Right now is a very interesting time for technology education, and it is clear that educators out there are "seizing the moment" and carving their niche into the establishment, hoping to be the first to try this new tool or the first to implement that. I'm sure there's part of me that's interested in that too, hoping that my blog takes off like wildfire, and can inspire millions of teachers and educators.
So when I get opportunities like http://liferoundhere.pbwiki.com/ I wonder to myself, who is this serving? The students or the creator? This is not to belittle the project at all, which I very may well have my own students try, but I am beginning to see a trend in our Web 2.0 technology education towards collaboration that is really not collaborating.The project asks:

LifeRoundhere is a fascinating idea that requires that students create a movie about how stereotypes affect culture. By making this a global project, you really open things up and offer a world view of stereotyping from all over the world. This is a perfect example of what I call Drop Box Collaboration. Having a global project is great, but how is this really collaborating? It's not. It may not be intended that way, so there's nothing wrong with that.
But my issue lately, is collaboration as a whole. Collaboration involves working together toward a common goal. So this end product of liferoundhere, the wiki, will be more of a collection or a collage of movies that highlight stereotypes across the world. What I want to know from a project like this and projects like these is: how do you get students who live in other states, countries and continents to actually work together to create something together? The problem is, once the process is done, most often students just drop their work in a box and are done with it. Technology can offer us much more than a drop box.
It's All About the Process
What needs to be address in technology curriculum is process. The process of creating the project is really what is important and where the learning takes place. By making the collaboration happen after the process is over, really loses the value of the experience. The collaboration is in the process, it is the process, not in the end product.

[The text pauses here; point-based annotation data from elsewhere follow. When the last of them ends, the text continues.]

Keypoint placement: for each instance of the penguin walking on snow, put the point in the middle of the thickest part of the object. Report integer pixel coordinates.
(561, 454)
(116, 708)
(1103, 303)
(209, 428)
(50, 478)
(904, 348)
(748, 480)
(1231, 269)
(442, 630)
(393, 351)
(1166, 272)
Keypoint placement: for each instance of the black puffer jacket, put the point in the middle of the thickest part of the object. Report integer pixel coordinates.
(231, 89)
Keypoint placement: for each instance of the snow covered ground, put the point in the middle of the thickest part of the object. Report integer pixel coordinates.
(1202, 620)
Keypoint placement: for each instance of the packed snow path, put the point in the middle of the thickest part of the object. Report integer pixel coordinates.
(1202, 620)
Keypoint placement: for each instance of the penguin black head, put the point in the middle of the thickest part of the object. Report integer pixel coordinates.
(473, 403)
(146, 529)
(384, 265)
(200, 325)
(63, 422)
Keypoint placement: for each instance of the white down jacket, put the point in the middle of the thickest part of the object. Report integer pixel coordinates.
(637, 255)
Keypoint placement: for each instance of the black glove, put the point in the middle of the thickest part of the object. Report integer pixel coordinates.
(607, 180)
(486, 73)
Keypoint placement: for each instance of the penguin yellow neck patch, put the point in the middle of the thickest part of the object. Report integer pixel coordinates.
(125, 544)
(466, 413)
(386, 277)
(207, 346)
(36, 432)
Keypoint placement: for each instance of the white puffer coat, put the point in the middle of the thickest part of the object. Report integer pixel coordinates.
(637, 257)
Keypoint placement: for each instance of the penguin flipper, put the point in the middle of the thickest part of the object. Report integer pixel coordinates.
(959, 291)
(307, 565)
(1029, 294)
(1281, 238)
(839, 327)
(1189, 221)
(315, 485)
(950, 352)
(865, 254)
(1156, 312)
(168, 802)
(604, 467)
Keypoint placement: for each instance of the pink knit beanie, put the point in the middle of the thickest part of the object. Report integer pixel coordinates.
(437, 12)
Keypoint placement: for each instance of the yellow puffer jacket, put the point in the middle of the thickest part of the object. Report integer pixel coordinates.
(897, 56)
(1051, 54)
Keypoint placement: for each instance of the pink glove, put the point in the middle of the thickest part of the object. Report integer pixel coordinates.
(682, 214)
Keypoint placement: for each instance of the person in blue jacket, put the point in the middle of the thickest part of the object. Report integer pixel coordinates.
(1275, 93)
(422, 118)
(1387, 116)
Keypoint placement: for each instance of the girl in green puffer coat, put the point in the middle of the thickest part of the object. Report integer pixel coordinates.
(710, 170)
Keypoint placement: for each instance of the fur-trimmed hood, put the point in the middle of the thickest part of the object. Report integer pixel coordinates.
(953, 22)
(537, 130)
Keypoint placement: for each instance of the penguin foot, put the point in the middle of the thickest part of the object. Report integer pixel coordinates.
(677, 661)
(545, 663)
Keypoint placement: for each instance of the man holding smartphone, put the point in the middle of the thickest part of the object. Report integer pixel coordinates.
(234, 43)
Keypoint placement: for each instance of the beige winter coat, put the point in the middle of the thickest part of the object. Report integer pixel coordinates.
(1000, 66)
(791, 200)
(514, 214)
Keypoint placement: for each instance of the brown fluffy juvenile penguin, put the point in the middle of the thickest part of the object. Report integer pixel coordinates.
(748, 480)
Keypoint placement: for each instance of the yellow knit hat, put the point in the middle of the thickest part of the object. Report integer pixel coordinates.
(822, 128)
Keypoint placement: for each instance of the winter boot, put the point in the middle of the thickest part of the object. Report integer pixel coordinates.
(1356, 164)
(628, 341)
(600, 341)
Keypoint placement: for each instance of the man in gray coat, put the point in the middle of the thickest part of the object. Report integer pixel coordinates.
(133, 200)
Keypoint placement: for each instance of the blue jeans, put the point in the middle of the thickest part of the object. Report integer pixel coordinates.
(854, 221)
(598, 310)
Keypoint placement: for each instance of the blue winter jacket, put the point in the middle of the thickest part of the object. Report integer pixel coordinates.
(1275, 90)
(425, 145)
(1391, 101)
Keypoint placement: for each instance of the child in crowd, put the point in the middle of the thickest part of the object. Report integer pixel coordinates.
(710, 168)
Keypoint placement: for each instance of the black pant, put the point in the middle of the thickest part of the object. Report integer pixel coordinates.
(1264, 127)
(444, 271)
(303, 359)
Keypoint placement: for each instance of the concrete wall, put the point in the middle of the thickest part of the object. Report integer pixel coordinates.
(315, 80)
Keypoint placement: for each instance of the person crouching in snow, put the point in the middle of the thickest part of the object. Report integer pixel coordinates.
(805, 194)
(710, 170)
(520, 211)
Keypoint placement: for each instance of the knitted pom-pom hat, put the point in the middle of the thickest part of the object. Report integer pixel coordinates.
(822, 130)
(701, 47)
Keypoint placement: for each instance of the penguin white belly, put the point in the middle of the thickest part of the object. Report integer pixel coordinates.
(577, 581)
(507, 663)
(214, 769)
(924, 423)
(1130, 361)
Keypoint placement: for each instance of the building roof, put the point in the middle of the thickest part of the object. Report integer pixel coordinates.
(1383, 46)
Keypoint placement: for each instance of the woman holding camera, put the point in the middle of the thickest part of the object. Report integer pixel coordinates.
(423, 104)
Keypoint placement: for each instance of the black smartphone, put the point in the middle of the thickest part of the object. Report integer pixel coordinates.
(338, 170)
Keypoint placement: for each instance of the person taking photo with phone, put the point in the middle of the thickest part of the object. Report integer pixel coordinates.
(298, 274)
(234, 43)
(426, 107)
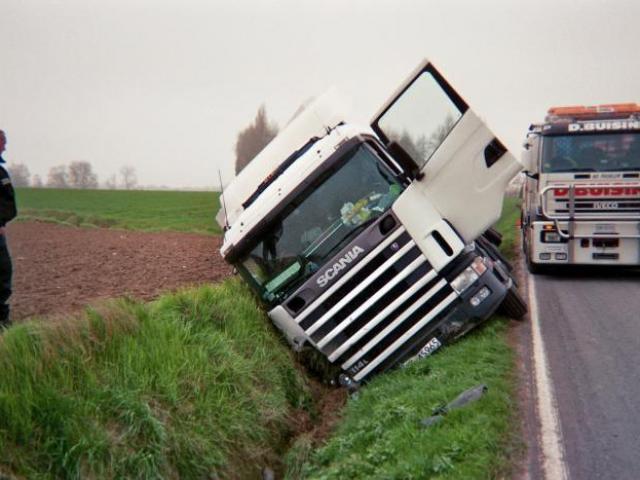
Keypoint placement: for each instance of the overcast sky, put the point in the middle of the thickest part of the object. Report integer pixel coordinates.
(165, 85)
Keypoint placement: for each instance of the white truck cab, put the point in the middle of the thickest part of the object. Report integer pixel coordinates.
(581, 199)
(365, 242)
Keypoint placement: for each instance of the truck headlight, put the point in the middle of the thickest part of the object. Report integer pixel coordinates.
(469, 275)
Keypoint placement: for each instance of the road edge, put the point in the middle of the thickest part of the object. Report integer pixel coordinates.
(550, 433)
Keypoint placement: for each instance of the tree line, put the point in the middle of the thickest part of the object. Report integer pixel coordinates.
(74, 175)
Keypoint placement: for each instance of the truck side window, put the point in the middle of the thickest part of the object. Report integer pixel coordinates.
(421, 118)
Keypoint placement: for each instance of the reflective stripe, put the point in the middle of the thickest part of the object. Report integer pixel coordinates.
(412, 331)
(370, 279)
(350, 274)
(373, 299)
(382, 315)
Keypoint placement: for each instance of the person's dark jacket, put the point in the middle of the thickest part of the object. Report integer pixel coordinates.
(8, 209)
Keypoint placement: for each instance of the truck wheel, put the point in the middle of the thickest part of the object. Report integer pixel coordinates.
(534, 268)
(513, 305)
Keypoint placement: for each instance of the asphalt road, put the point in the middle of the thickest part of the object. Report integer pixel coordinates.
(590, 324)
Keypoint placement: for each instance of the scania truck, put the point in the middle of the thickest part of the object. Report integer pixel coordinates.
(581, 197)
(366, 242)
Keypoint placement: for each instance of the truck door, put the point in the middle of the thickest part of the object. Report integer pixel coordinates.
(461, 167)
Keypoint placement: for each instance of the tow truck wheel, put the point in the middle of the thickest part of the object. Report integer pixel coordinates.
(513, 305)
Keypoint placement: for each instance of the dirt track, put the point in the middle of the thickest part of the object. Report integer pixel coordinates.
(59, 269)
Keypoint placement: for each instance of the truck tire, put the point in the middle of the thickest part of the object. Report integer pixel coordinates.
(534, 268)
(513, 305)
(493, 252)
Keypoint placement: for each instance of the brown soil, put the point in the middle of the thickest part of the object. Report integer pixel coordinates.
(60, 269)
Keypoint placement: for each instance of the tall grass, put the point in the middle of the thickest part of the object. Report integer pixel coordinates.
(195, 385)
(128, 209)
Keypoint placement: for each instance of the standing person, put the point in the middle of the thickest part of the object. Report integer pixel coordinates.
(7, 212)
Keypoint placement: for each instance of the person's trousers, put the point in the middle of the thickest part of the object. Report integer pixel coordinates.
(5, 278)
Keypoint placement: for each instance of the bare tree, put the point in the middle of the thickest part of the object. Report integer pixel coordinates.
(111, 182)
(36, 182)
(58, 177)
(19, 174)
(81, 175)
(129, 178)
(254, 138)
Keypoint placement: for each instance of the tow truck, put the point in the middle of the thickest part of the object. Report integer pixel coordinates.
(366, 243)
(581, 197)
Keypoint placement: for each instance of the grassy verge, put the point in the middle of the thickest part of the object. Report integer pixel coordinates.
(194, 385)
(127, 209)
(380, 436)
(507, 226)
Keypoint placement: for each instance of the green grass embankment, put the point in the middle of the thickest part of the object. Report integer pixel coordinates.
(380, 436)
(127, 209)
(194, 385)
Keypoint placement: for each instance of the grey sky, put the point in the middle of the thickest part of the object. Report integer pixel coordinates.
(165, 85)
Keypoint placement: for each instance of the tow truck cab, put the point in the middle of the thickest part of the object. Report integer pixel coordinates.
(366, 242)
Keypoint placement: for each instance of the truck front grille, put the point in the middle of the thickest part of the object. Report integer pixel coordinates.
(368, 318)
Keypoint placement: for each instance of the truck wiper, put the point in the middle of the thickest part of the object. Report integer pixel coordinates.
(279, 171)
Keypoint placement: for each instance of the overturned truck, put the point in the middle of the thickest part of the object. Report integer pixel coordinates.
(370, 243)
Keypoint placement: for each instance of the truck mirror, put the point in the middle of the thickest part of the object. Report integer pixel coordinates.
(403, 158)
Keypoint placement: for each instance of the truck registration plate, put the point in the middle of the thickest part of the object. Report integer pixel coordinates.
(431, 346)
(605, 228)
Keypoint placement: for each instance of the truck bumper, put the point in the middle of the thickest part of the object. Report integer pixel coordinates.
(596, 243)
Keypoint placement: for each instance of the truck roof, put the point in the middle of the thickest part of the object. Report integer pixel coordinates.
(284, 185)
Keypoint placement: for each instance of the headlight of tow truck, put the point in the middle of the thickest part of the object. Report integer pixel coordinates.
(469, 275)
(551, 237)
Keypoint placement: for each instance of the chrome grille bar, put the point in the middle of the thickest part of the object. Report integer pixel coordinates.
(347, 298)
(412, 331)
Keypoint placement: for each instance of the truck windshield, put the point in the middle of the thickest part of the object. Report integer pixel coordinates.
(319, 222)
(591, 153)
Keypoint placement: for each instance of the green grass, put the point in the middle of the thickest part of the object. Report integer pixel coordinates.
(380, 436)
(508, 227)
(194, 385)
(127, 209)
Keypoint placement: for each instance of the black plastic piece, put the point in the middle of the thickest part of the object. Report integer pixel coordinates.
(444, 245)
(493, 152)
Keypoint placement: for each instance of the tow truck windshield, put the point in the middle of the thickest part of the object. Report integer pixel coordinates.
(591, 153)
(320, 222)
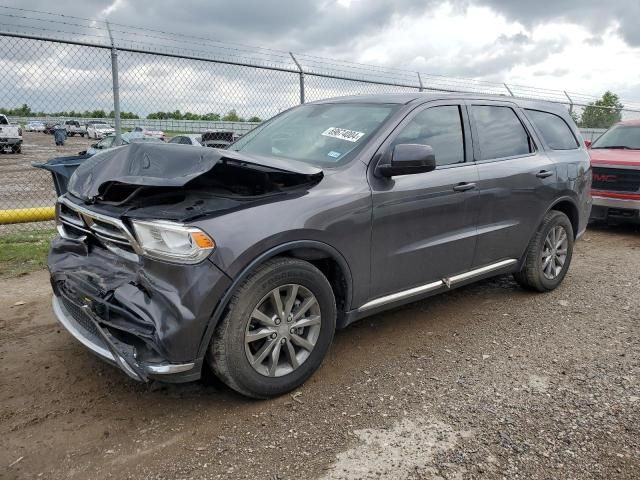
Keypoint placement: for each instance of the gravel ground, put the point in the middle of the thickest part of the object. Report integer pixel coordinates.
(21, 185)
(487, 381)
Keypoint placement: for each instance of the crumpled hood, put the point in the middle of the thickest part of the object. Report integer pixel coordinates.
(163, 165)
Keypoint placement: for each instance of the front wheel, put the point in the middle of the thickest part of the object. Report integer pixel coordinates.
(277, 330)
(548, 254)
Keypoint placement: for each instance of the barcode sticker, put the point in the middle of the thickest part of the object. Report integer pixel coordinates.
(343, 134)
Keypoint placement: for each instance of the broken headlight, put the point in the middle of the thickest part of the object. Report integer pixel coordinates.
(173, 242)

Again, I got an invitation to a project, this one by the New York Times, no less. It's called the Polling Place Photo Project. It has been suggested that students in social studies class might want to be involved in something like this. While I love the idea of having students and people all over America taking pictures of their polling place experience, it, again, is Drop Box Collaboration. This project will serve the NY Times more than it will students or the people. The NY Times gets to show off (for free, no less) wonderful pics of polling places across America, and if you can pay attention after the election is over, maybe students and teachers can go to the website and check it out. It's after-the--fact collaboration.
"People in America don't know how to collaborate, yet."
It's All About the Teachers, and Facebook
During a recent chat with a colleague, I was told, "you have to start small" in regards to collaboration. I take this to mean that teachers in America are still learning how to collaborate using these new tools, and it's okay to try something new even if it isn't "true" collaboration.
I guess she might be right, but can't we think big, as well? What I see, and these are just two examples of collaborative projects, but yesterday my wife, said something poignant.
She said "people in America don't know how to collaborate, yet." I take Facebook as an example. I was looking at Facebook the other night, and I saw post after post after post, but nobody is commenting on each other's posts. It's like a mi
llion people wanting to be heard, but they don't know how to get people to read their stuff, or get their attention. So if I look at this objectively, people are really trying to be heard, trying to be listened to, and they see Facebook as a great place to finally have a box from which to stand on. Except they, themselves, have no listening skills of their own, so all we get are a billion people shouting with no one listening, or very few.It reminds me that sharing, one of my classroom's central themes really isn't an American value. We can say it is, and we teach kids to share their toys when they are young. But when they grow up, we say- "every man for himself!" and "go out and get what's yours!"
It's a very interesting time in this country. With open source software gaining popularity, companies sharing trade secrets, and social networking gaining huge popularity. But the question is, are we still trying to serve ourselves, or are we trying to serve our students and our community? Who is more important? Only time will tell.